I push down the urge to reach out and break it in half. Denying her a snappy retort will spoil her dramatic little power trip, so I simply arch my brows and wait patiently, a small smile playing on my lips, until she shoves open the doors and ushers me inside.

There’s a table set up across the room, about twenty feet from where I’m standing, its surface littered with empty iced coffee cups and stacks of notes. Sitting behind it are three people, none of whom bother to glance up when the door closes behind me with a resounding click. I hear the PA take a seat somewhere out of sight.

“Stand on the X in the middle of the floor, please,” one of the women says in a tired voice.

I walk soundlessly to the spot marked with masking tape.

“Name?”

The woman at the center of the table is speaking again. She seems to be in charge. There’s something insectile about the way she moves that reminds me of a large praying mantis — too thin, too jerky, highly inclined to bite your head off.
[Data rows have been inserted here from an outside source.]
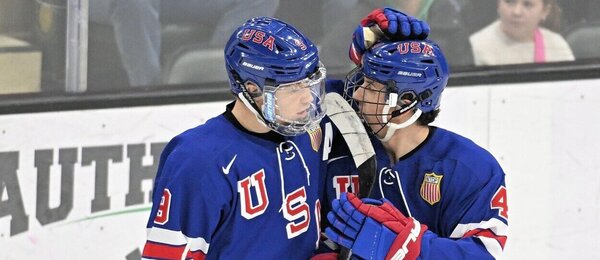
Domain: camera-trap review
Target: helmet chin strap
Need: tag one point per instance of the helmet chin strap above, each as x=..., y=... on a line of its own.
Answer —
x=253, y=108
x=392, y=127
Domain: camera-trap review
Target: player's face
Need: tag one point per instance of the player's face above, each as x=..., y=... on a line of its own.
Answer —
x=370, y=97
x=293, y=101
x=519, y=18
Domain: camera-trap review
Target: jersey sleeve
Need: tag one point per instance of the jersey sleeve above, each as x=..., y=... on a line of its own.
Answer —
x=189, y=199
x=477, y=218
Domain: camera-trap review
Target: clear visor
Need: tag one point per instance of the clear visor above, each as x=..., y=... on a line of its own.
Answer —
x=295, y=107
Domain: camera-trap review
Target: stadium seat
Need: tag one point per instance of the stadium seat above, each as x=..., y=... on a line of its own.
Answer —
x=583, y=39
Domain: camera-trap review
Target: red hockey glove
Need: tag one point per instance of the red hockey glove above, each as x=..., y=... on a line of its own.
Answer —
x=374, y=229
x=388, y=23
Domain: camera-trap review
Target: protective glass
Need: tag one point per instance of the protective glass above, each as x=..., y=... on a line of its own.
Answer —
x=295, y=107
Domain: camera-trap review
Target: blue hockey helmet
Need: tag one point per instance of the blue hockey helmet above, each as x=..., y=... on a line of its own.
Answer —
x=273, y=55
x=414, y=70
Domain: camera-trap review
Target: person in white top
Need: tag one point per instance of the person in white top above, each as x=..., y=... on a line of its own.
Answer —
x=517, y=36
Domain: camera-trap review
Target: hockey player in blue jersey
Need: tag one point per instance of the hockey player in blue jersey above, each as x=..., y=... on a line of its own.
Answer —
x=249, y=183
x=437, y=195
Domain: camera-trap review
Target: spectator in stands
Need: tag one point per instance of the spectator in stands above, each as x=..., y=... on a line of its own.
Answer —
x=518, y=36
x=137, y=27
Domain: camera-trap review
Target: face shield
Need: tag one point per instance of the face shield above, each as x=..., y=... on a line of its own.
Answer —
x=295, y=107
x=378, y=102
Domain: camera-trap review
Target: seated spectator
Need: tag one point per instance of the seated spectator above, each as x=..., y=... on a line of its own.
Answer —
x=518, y=36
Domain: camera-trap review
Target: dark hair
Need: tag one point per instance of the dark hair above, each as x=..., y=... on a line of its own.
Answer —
x=427, y=118
x=553, y=19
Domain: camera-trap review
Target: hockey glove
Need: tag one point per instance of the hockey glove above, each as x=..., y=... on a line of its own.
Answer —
x=374, y=229
x=385, y=23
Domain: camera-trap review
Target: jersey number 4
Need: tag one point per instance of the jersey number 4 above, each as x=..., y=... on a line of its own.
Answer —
x=499, y=202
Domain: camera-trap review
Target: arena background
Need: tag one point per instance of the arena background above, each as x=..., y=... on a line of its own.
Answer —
x=79, y=145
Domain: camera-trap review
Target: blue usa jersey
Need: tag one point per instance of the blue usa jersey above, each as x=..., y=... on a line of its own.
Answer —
x=222, y=192
x=454, y=187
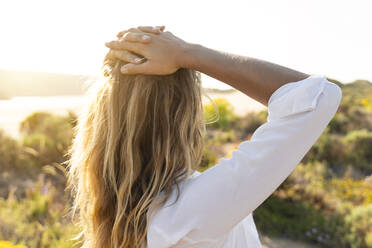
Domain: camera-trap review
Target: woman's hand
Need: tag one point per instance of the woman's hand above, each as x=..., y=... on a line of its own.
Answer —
x=163, y=50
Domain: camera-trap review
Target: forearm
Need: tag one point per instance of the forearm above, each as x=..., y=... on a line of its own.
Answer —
x=256, y=78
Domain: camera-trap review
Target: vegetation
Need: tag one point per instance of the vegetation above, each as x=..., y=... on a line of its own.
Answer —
x=327, y=199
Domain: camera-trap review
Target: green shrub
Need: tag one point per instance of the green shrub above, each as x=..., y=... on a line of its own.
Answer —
x=38, y=219
x=359, y=149
x=251, y=121
x=360, y=223
x=297, y=220
x=9, y=152
x=48, y=136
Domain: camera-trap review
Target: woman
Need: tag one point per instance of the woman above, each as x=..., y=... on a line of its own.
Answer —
x=134, y=160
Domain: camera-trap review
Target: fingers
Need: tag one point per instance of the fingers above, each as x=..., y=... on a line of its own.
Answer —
x=125, y=45
x=136, y=37
x=149, y=29
x=125, y=56
x=135, y=69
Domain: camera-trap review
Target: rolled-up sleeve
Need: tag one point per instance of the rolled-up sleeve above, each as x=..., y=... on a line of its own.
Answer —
x=211, y=204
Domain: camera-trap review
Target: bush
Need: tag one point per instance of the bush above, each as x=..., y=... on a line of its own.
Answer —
x=48, y=136
x=297, y=220
x=37, y=220
x=360, y=224
x=9, y=152
x=359, y=149
x=251, y=121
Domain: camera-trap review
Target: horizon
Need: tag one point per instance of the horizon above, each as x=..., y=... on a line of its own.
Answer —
x=309, y=36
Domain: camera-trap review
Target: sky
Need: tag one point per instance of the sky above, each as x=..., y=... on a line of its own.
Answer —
x=331, y=38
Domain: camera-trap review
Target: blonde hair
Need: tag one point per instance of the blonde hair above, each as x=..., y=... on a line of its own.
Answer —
x=138, y=136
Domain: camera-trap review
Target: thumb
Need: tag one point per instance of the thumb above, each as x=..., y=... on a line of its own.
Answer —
x=135, y=68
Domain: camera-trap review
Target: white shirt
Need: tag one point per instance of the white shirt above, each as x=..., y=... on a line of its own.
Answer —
x=215, y=207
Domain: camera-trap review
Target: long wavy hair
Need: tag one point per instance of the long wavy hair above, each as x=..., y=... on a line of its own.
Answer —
x=138, y=135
Every strand of hair in her bleached blonde bob stays perfectly in place when she tilts her head to scan the sheet in front of her.

“Katharine,” I say, my voice parched and cracking. Cynthia always says I have a voice made for radio, but my hangover has made me sound even huskier than usual. I clear my throat and try again. “Katharine Firestone. But I go by Kat.”

The man on the right looks up when I speak, interest written plainly on his angular features. He’s in his early thirties and strikingly handsome — tall with an athletic build, his blondish-brown hair pulled back in a man-bun. I usually hate that look, but he somehow pulls it off effortlessly. I suppose, if you’re attractive enough, it doesn’t much matter what you do with your hair.

He looks like a Viking. Or maybe an Instagram model.

His eyes rake me from my messy pony-tail down to my battered Doc Martin boots. Surprise flickers in his dark blue irises as he takes me in.